Freshwater algae are mostly toxic where marine algae are not. But there are some marine algae contain an acid that can irate the digestive tract.
Seaweed is high in iodine, calcium and magnesium. Seaweed is used in all sorts of food dishes. Sheets of dried red algae is use to wrap sushi and in soups.
There are sea grapes that are grown in the Philippines and are eaten raw with vinegar as a snack or in a salad. Roasted sheets of nori and Kombi are used to wrap sushi.
Fish and shell fish are consumed; it’s an important source of protein in diets around the world. Most of the seafood food harvest is consumed by humans but a proportion is used as fish food to farm other fish or raise a farm animal. Kelp is used for food for other plants that are farmed, such as fertilizer. So in indirect ways seafood is used to produce food for human consumption.
Health benefits are a large factor in farming and harvesting from the sea. Nutrients and minerals in seafood make improvement in the development of the brain as well as the whole human body. Different parts of the world have shown low levels of heart disease and studies have shown that the main staple of their diets is seafood. Fish is known to be low saturated fats and high in Omega-3 oils that cut the chance of having a heart disease. Omega-3 helps lower cholesterol and triglycerides in the blood two fats that raise the risk of heart attacks.

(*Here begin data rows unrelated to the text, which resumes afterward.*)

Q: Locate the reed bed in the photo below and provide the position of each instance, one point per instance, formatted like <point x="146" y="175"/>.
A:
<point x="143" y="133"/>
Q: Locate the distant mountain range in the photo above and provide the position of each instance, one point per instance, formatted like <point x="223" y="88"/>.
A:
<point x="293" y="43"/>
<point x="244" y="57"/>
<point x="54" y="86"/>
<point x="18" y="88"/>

A percentage of the human brain is made up of lipids, including Omega-3 fat DHA. Studies have shown brain power can be boosted by eating more oily fish. Older people who consume more oily fish have been shown to increase memory and think faster. More research has shown that children with attention-deficit hyperactivity disorder that eat fish reduce behavioral problems as well as improve their reading skills.

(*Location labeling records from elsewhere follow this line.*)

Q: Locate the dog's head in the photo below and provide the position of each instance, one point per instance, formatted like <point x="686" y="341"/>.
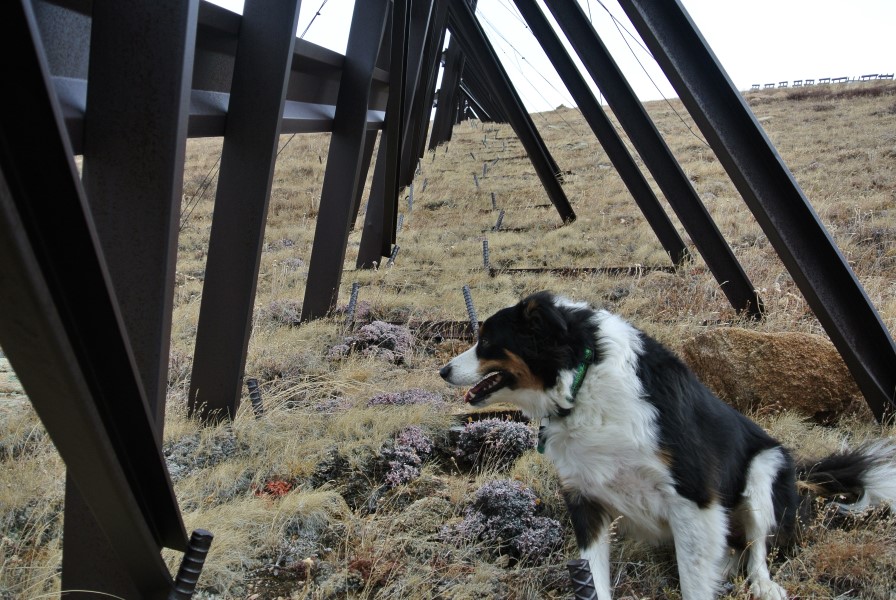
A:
<point x="523" y="351"/>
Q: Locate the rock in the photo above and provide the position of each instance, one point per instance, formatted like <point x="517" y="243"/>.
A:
<point x="773" y="372"/>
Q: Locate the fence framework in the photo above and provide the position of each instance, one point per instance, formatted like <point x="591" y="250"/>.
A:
<point x="87" y="260"/>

Joint problems such as rheumatoid arthritis can benefit from fish as part of the regular diet. Studies show that people with RA who eat fish are less stiff and sore in the morning when they keep their fish oil intake up.
Fish is also high in zinc, iodine and selenium, minerals that keep the body running smoothly. Our bodies use iodine to keep our thyroid gland healthy selenium is used to make enzymes that protect the cell walls from cancer-causing free radicals. Fish are also a great source of vitamins such as A and D. Vitamin A is needed for healthy skin and eyes. Vitamin D is used by the body to absorb calcium for healthy bones and teeth.
There are some health risks with eating seafood such as food allergens that come from shellfish. Both shellfish and fish have a tendency to store mercury in their bodies. This is in the form of methyl mercury, a highly toxic organic compound of mercury. The most common fish this is found in is shark, swordfish, albacore tuna and tilefish. All fish contain mercury but these named have a higher concentrations. The first widespread mercury poisoning in humans occurred in Minamata, Japan now called Minamata disease.
Scuba Diving plays a big part in farming this seafood. From free diving to harvest what people could thousands of years ago to the high tech diving equipment that is used today, there are a number of delicacies farmed and harvest from the sea.